His trademark — abstracted human figures where mass was indicated by shape rather than volume — derived from the war, when he taught aircraft and tank identification from silhouettes. The training never left him. He abandoned carving for modelling — casting the plaster model in unbreakable and easily transportable bronze when affordable. Armitage’s expansion complemented Giacometti’s reduction. ‘People in the Wind’ recalled a group united by flapping clothes. Moore is characterised by the reclining figure, Armitage by movement. As Joanne Crawford writes in her introduction to the 1950s show, his art captured the ‘quickening world’.

The 1960s brought eclipse. Bronze, unfashionable between the wars, became unfashionable again. In England Caro preferred painted steel, Phillip King coloured plastic. Globalisation rapidly dissolved the romantic notion of an avant-garde. Armitage left Marlborough, fell out with Chadwick and fended for himself. He experimented with new techniques and materials, nursed international contacts and spent two years in Berlin.

In Leeds the exhibits span half a century, showing that his work evolved in subject and scale, without any loss of invention or his characteristic zest for life. The two exhibitions also demonstrate that, like Moore, and indeed Rodin, founder of modern sculpture, drawing was of equal importance for him. This is especially true of his show at the Tetley, inspired by Richmond Park’s ancient oak trees, which absorbed him for a decade from the mid-1970s.

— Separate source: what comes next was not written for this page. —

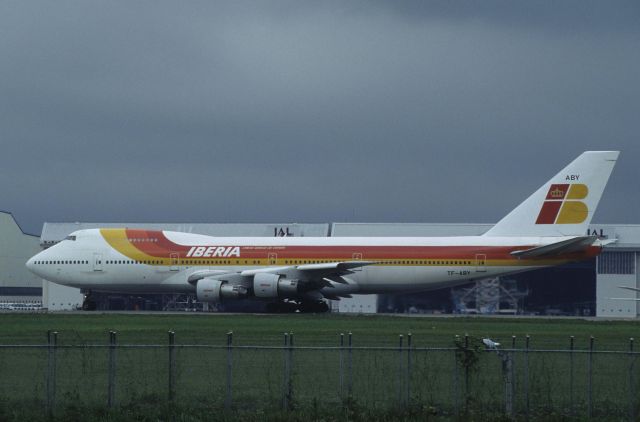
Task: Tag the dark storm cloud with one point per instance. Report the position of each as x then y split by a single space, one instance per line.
301 111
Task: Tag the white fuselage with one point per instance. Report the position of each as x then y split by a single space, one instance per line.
100 261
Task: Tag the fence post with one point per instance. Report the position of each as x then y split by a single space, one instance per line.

A modified version of the Tetley show, Kenneth Armitage: The Oak Tree Sculptures, can be seen in the foyer of Canary Wharf, 1 Canada Square (7 August–9 September).

Late in life a visit to Abu Simbel’s colossi in Egypt goaded him to realise several monumental pieces working with the sculptor Dick Budden and Rungwe Kingdon’s Pangolin foundry, where Hirst has sculptures cast. ‘Legs Walking’ (2001) in Leeds City Square and ‘Reach for the Stars’ (2001) elsewhere attest to his enduring love of movement. At Sotheby’s Bowie sale, the Armitages went for well above estimate. The coincidental centennial celebration shows that this was no Bowie effect but rightful recognition of a neglected master.

Jessie Flood-Paddock’s inclusion celebrates Armitage’s other legacy, his Foundation. Its chief gift is a sculptor fellowship that funds a biennial residence in his remarkable James MacLaren-designed Arts and Crafts studio in Olympia. Flood-Paddock was the 2013–15 fellow.

John McEwen edited The Birdman, a memoir by the aristocratic birdwatcher Henry Douglas-Home.